İsrail Savunma Bakanı Ehud Barak, şimdilik Mısır'daki olaylardan dolayı İsrail için bir tehdit oluşmadığını belirtti.
Bu arada Mısır'daki gösterileri izlemek için Kahire'ye giden İsrailli 4 gazetecinin tutuklandığı bildirildi. İsrail radyosunun haberine göre, gazetecilerden 3'ü İsrail'in Kanal 2 televizyonu için, dördüncüsü de İsrail'in Arap kentlerinden Nasıra'daki bir haber portalı için çalışıyor.
"Türkiye burnunu sokmasın"
Öte yandan Mısır hükümeti, uluslararası toplumdan gelen iktidarın değişimine yönelik çağrıları reddetti.
Mısır Dışişleri Bakanlığı sözcüsü Hüsam Zeki, uluslararası toplumdan gelen çağrıların ardından yaptığı açıklamada, ''iktidar değişimini'' kabul etmediklerini, çağrıların Mısır'daki durumu alevlendirmeye yönelik olduğunu ifade etti.

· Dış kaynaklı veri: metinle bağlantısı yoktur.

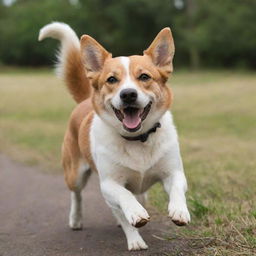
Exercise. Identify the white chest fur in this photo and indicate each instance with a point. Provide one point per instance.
(134, 155)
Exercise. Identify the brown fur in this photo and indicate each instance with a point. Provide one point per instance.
(100, 66)
(71, 152)
(75, 76)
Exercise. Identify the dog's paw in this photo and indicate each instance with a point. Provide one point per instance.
(137, 216)
(75, 224)
(179, 214)
(136, 243)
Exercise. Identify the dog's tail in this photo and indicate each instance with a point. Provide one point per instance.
(70, 66)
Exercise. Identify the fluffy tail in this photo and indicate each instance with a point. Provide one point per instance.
(70, 66)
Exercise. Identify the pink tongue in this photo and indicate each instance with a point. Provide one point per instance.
(131, 121)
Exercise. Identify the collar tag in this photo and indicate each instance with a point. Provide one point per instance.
(144, 136)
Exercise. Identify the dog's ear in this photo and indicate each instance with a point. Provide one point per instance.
(93, 54)
(161, 51)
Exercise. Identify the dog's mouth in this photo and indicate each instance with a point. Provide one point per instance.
(132, 117)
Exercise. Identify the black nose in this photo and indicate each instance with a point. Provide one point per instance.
(128, 95)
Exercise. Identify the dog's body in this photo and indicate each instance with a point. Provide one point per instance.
(120, 100)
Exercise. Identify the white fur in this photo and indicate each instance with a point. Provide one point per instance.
(143, 99)
(138, 165)
(68, 38)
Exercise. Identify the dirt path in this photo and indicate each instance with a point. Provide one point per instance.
(33, 219)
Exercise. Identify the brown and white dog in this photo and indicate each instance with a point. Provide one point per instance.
(121, 128)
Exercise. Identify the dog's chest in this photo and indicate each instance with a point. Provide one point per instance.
(132, 155)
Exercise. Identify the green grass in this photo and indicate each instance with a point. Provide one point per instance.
(215, 113)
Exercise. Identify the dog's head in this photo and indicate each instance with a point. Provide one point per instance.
(130, 93)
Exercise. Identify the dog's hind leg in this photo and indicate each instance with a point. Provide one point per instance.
(77, 173)
(75, 215)
(142, 198)
(134, 240)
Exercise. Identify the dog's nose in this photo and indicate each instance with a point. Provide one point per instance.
(128, 95)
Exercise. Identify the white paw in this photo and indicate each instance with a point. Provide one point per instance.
(136, 215)
(75, 223)
(179, 214)
(136, 243)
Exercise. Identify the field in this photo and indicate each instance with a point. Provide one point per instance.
(215, 114)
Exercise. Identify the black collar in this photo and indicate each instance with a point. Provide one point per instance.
(144, 136)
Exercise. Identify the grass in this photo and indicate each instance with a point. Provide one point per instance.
(215, 113)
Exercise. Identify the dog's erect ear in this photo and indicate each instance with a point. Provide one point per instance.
(93, 54)
(161, 50)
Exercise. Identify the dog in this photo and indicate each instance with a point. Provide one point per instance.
(121, 128)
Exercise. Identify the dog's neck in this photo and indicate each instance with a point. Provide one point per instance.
(144, 136)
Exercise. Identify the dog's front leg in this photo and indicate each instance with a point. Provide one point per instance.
(118, 197)
(128, 211)
(175, 185)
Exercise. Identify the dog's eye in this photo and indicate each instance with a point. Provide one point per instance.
(112, 80)
(144, 77)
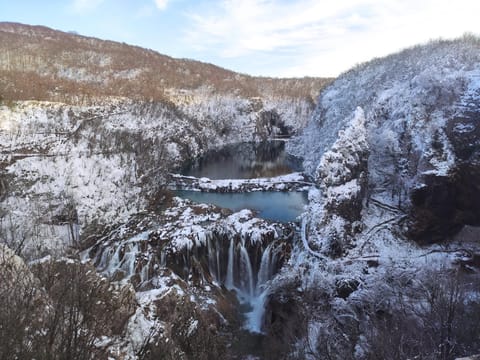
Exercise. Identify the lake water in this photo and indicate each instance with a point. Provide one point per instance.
(244, 161)
(270, 205)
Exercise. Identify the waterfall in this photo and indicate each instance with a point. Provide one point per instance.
(229, 280)
(246, 272)
(244, 264)
(265, 272)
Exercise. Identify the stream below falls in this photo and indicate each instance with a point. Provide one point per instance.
(248, 276)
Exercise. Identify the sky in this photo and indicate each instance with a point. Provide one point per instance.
(279, 38)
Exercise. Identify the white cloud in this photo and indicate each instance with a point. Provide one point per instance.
(82, 6)
(161, 4)
(313, 37)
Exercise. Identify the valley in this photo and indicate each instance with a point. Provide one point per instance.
(153, 207)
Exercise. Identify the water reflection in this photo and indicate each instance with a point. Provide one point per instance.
(244, 161)
(270, 205)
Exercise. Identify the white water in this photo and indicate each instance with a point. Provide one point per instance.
(252, 291)
(251, 288)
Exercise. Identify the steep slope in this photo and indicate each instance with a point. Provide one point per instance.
(420, 108)
(387, 267)
(67, 67)
(89, 128)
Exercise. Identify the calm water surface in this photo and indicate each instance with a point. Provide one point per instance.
(270, 205)
(244, 161)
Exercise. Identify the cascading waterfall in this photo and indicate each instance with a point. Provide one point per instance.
(252, 289)
(240, 264)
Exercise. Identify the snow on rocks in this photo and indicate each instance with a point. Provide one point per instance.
(289, 182)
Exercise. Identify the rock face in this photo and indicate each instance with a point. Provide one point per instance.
(421, 110)
(382, 267)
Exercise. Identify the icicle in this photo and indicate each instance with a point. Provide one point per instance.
(265, 272)
(217, 251)
(229, 280)
(211, 259)
(246, 275)
(163, 258)
(254, 321)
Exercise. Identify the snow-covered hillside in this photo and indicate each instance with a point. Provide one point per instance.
(385, 273)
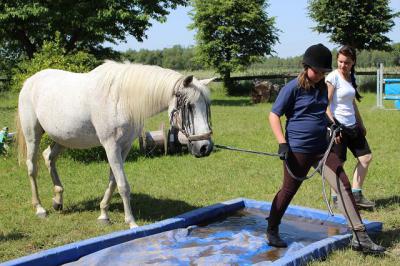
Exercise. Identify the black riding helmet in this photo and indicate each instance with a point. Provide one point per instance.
(318, 57)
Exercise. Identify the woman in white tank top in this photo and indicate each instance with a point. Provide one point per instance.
(342, 93)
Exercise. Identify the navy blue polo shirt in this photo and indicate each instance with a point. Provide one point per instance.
(306, 121)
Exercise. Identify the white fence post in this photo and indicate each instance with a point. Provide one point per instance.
(379, 86)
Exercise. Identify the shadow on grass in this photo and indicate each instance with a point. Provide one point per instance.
(389, 238)
(230, 102)
(389, 201)
(144, 207)
(11, 236)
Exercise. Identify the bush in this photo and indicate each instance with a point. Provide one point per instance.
(52, 55)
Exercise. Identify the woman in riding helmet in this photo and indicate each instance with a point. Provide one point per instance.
(304, 101)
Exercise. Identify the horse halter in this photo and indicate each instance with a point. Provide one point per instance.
(182, 115)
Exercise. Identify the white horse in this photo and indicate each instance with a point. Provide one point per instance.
(107, 107)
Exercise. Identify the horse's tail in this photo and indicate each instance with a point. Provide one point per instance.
(20, 141)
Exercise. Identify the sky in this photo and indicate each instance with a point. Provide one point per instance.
(290, 17)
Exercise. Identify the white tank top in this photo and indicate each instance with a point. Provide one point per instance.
(342, 101)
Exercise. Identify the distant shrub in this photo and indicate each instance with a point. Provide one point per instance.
(51, 55)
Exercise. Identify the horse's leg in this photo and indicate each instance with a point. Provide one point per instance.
(105, 203)
(32, 149)
(116, 156)
(50, 156)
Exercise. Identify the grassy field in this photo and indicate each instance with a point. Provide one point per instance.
(165, 186)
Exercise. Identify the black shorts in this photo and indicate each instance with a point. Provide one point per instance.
(356, 143)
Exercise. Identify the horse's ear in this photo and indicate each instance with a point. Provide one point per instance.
(187, 80)
(205, 82)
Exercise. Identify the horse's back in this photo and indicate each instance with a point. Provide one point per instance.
(61, 101)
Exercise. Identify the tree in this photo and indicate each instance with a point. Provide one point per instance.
(84, 25)
(359, 23)
(232, 34)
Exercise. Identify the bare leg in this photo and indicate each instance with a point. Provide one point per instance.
(116, 159)
(361, 170)
(50, 156)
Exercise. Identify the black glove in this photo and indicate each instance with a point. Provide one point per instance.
(283, 151)
(335, 127)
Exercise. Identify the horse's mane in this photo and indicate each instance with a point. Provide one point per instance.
(142, 90)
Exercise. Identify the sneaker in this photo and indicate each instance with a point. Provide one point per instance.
(274, 240)
(362, 201)
(334, 202)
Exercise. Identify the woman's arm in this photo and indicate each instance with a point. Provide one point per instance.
(330, 96)
(359, 119)
(276, 126)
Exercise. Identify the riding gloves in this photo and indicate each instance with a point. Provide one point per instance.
(283, 151)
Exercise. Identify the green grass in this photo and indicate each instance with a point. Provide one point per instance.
(165, 186)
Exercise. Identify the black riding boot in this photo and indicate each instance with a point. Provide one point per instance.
(274, 239)
(362, 242)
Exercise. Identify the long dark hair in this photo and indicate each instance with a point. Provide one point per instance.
(349, 51)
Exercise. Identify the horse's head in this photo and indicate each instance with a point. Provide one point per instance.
(189, 112)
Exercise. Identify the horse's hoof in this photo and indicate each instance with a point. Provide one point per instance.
(133, 225)
(104, 221)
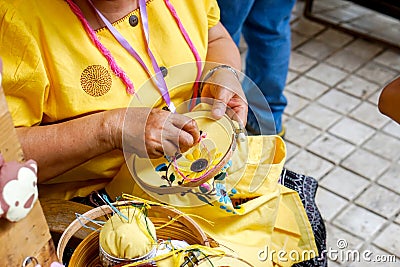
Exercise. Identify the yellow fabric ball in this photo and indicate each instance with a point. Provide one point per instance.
(128, 239)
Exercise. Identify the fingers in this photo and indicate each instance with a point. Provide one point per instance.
(221, 99)
(169, 133)
(186, 133)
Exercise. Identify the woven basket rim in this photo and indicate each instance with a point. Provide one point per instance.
(100, 211)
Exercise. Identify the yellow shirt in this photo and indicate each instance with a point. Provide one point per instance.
(69, 60)
(47, 70)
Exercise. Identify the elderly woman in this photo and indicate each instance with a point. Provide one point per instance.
(74, 69)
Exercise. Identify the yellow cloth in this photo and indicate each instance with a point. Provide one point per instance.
(128, 239)
(274, 218)
(49, 85)
(45, 82)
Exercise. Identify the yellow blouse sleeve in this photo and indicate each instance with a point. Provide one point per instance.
(212, 13)
(25, 81)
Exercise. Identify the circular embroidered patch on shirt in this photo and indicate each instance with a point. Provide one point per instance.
(96, 80)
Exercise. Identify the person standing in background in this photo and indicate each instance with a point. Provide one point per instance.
(265, 26)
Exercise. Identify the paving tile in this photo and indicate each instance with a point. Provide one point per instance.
(352, 131)
(318, 116)
(372, 23)
(339, 101)
(391, 178)
(327, 74)
(346, 60)
(370, 115)
(358, 87)
(384, 146)
(380, 200)
(316, 49)
(331, 148)
(364, 49)
(374, 98)
(307, 27)
(334, 38)
(326, 4)
(297, 39)
(295, 103)
(397, 220)
(390, 34)
(390, 58)
(291, 150)
(300, 63)
(333, 263)
(366, 164)
(392, 128)
(374, 256)
(344, 183)
(356, 9)
(329, 204)
(291, 76)
(300, 133)
(307, 88)
(354, 27)
(336, 235)
(359, 221)
(389, 239)
(377, 73)
(309, 164)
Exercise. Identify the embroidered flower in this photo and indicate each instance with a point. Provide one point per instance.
(221, 193)
(196, 162)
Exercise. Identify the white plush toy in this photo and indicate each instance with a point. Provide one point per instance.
(18, 188)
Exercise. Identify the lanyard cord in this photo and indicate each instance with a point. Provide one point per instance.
(160, 82)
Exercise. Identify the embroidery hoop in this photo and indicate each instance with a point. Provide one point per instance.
(223, 133)
(87, 252)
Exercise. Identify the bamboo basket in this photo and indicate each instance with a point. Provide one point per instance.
(87, 252)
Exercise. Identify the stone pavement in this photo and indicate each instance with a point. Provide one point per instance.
(336, 134)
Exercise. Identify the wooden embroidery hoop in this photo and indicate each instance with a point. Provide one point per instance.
(87, 252)
(223, 133)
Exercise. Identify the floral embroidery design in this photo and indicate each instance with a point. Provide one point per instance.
(196, 162)
(96, 80)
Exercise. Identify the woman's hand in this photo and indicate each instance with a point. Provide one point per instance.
(151, 132)
(227, 94)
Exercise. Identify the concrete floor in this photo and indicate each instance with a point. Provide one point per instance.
(336, 134)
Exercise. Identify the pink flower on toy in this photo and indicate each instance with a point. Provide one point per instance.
(18, 188)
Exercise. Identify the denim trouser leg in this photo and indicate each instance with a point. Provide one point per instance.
(266, 30)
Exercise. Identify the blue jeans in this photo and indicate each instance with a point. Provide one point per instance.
(265, 25)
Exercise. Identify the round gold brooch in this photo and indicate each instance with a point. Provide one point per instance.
(96, 80)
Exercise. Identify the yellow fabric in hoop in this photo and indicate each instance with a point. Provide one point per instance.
(273, 220)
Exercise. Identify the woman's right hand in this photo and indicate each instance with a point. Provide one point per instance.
(151, 132)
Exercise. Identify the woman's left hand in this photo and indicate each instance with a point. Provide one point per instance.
(227, 95)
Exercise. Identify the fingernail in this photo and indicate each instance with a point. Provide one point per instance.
(218, 112)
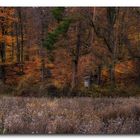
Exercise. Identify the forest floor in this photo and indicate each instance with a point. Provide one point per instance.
(20, 115)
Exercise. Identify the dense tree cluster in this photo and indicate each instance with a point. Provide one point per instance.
(65, 45)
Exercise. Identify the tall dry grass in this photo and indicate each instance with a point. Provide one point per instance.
(69, 115)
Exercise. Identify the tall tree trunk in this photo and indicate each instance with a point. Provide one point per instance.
(75, 61)
(3, 55)
(99, 74)
(12, 45)
(22, 41)
(17, 44)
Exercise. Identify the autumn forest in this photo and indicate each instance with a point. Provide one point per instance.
(82, 64)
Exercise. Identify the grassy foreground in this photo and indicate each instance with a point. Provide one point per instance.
(69, 115)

Zeki, "ABD, İngiltere, Fransa gibi Batılı ülkelerin, hatta Türkiye'nin her durumda rol oynamaya çalışmasını, Mısır'daki gelişmelere burunlarını sokmasını görmek üzücü" diyerek, bu ülkelerin kendi işleriyle uğraşmasını istedi.
"Bu ülkeleri cüretkar ve eşi benzeri olmayan biçimde Mısır halkı adına konuşmakla" suçlayan Zeki, bu durumun hükümet ve halk tarafından reddedildiğini vurguladı.